I.2.2.2 Recouvrement

I.2.2.2.1 « Le second » Solms: unification

À peine quelques années après ses déclarations de 1998310, Solms change de ton dans un article publié dans le très prestigieux « Scientific American » en 2004311. L’affiliation aux aspirations de Freud change légèrement d’accent et il aime à rappeler que Freud, lui-même, considérait le domaine de la psychanalyse celui d’une science « en attente de mieux ». Freud avait appelé à une période d’indépendance disciplinaire pour la psychanalyse, mais avait ajouté, par exemple, dans L’Inconscient, que ce « serait une grave erreur d'aller supposer que l'analyse vise ou cautionne une conception purement psychologique des troubles de l'âme... Une fois le travail [psychanalytique] accompli il nous faut trouver le rattachement à la biologie. »312. Selon Solms, le temps est venu pour réaliser ce contact avec la biologie.

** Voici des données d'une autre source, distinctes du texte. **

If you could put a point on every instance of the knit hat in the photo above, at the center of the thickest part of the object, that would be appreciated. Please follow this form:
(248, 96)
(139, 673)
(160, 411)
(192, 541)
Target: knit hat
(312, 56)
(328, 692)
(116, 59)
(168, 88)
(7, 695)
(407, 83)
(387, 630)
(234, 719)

En contraste avec ses positions précoces très nuancées sur le point de la localisation, Solms propose en 2004 une géographie de l’esprit on ne peut plus concrète. Voici ce qu’il dit: «Pendant des décennies, les concepts freudiens tels que le moi, le ça et les désirs refoulés ont dominé les efforts de la psychologie et de la psychiatrie de guérir les maladies mentales. Mais une meilleure compréhension de la chimie du cerveau a graduellement remplacé ce modèle par une explication biologique de la façon dont l’esprit surgit de l’activité neuronale. Les derniers efforts pour mettre ensemble les diverses observations neurologiques, toutefois, amènent à concevoir une structure chimique de l’esprit qui valident l’esquisse que faisait Freud il y a presque cent ans. Un groupe de scientifiques de plus en plus nombreux sont désireux de réconcilier neurologie et psychiatrie dans une théorie unifiée. »313.

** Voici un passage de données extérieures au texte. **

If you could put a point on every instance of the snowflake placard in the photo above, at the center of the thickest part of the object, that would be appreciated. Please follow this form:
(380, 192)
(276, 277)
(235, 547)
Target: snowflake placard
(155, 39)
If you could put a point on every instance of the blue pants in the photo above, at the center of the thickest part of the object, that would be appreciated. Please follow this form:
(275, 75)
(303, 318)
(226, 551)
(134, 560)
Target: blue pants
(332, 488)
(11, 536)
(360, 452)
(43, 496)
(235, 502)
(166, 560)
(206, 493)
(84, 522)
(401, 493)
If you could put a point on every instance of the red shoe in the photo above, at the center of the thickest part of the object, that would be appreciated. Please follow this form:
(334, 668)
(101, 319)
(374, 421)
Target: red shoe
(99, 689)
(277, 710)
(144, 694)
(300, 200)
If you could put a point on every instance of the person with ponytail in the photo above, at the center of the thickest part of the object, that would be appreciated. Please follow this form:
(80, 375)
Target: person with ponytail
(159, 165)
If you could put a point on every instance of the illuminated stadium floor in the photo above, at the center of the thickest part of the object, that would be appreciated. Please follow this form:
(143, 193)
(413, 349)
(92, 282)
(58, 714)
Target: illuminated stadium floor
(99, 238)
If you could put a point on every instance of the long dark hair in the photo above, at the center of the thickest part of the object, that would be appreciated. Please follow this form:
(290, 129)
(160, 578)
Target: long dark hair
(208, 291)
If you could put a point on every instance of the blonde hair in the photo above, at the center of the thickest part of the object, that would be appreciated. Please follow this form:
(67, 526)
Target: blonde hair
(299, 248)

« Freud trace son dernier model de l’esprit en 1933. Les lignes pointillées représentaient le seuil entre le traitement inconscient et le traitement conscient. Le superego (le surmoi) refoule les pulsions instinctives (le ça), les empêchant de perturber la pensée rationnelle. La plupart des processus rationnels (le moi) étaient également automatiques et inconscients, de façon à ce que seule ne reste qu’une petite partie du moi (la petite bosse au sommet) pour gérer l’expérience consciente, connectée étroitement avec la perception. Le surmoi arbitrait dans le tiraillement constant entre le moi et le ça pour la dominance. Les mapping neurologiques récents de façon générale corrèlent avec la conception de Freud. Le tronc cérébral et le système limbique – responsables pour les instincts et les pulsions – correspondent en grandes lignes avec le ça de Freud.

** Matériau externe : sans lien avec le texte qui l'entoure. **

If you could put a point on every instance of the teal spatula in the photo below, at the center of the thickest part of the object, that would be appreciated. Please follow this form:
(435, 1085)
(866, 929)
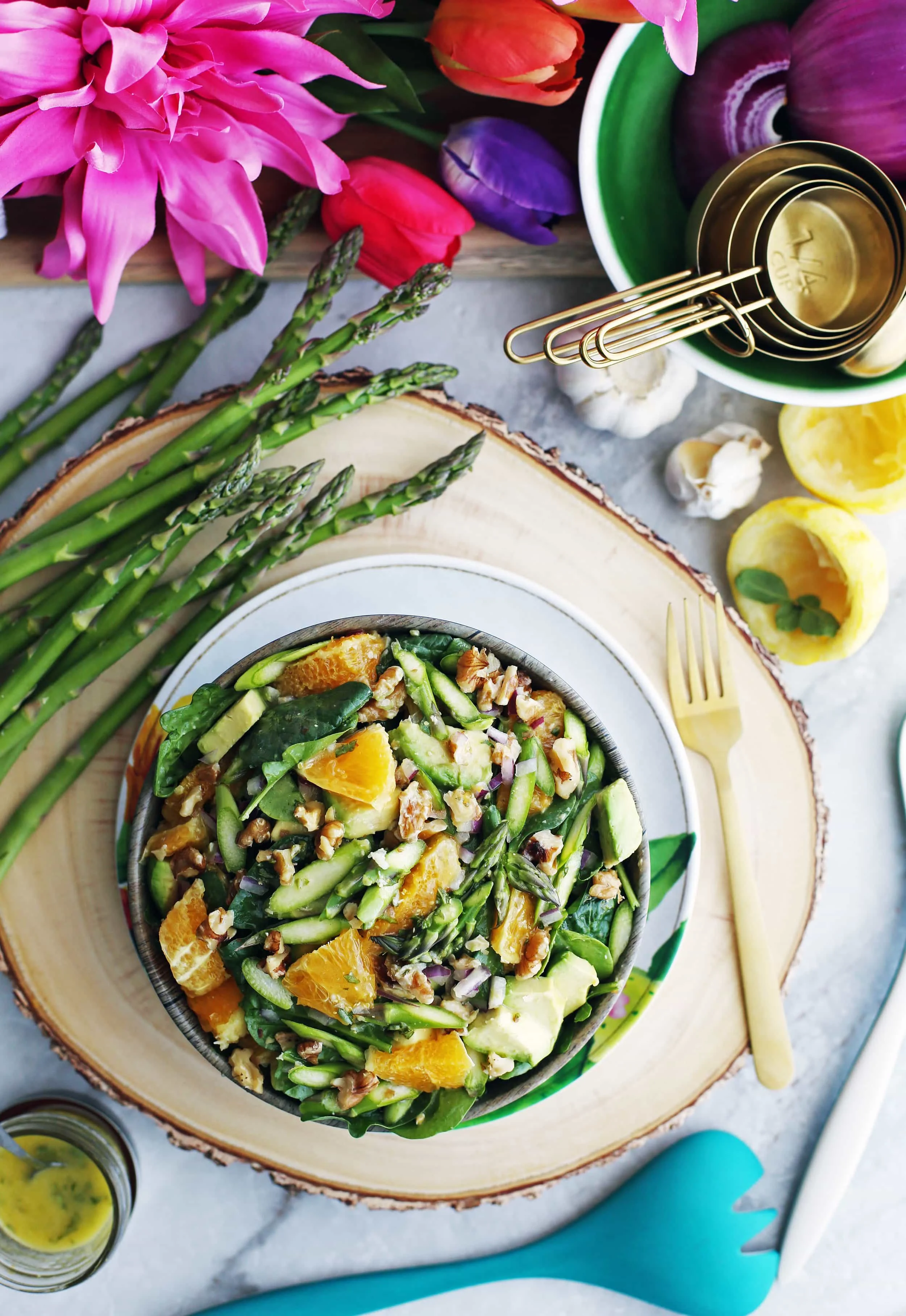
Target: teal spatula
(683, 1251)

La région frontale ventrale, qui contrôle l’inhibition sélective et la région dorsale frontale, qui contrôle la pensée méta-consciente et le cortex postérieur, qui représente le monde extérieur, correspondent au moi et au surmoi. ». Nous voyons donc comment Solms, dans ses prises de positions, a évolué d’une approche nuancée se réclamant de Luria, à une approche localisationniste et d’aspiration « moniste » dans le sens où il pose en ligne de mire une théorie unifiée, qu’il qualifie d’ailleurs non pas de physiologique mais de chimique.

La professeur de psychiatrie Belge Lotstra314 par exemple pose, à propos du modèle de Solms, la question si on peut « établir des corrélations neuroanatomiques aussi étroites et restrictives avec des concepts métapsychologiques aussi complexes que ceux du Moi, du Ça et du Surmoi? » et elle ajoute, à propos du travail de Fotopoulou, qui travaille dans l’approche de Solms, « peut-on comparer les confabulations ludiques des patients cérébro-lésés (atteintes préfrontales) au “principe du plaisir” que Freud plaçait au centre de nos pensées inconscientes ainsi que l’écrit Fotopoulou ? ».

Notes
310.

SOLMS M. (1998). Preliminaries for an integration of psychoanalysis and neuroscience, art. cité.

311.

SOLMS M. (2004). Freud returns. Scientific American, 5, 852-88.

312.

FREUD S. (1915a/1969). L’inconscient. Dans Métapsychologie, trad. J. Laplanche et J.-B. Pontalis, Paris, Gallimard.

313.

SOLMS M. (2004). Freud returns, art. cité, p. 84.

314.

LOTSTRA F. (2007). Psychanalyse et neuroscience: la fin d’un schisme? Revue médicale de Bruxelles, 28, 2, 91-96.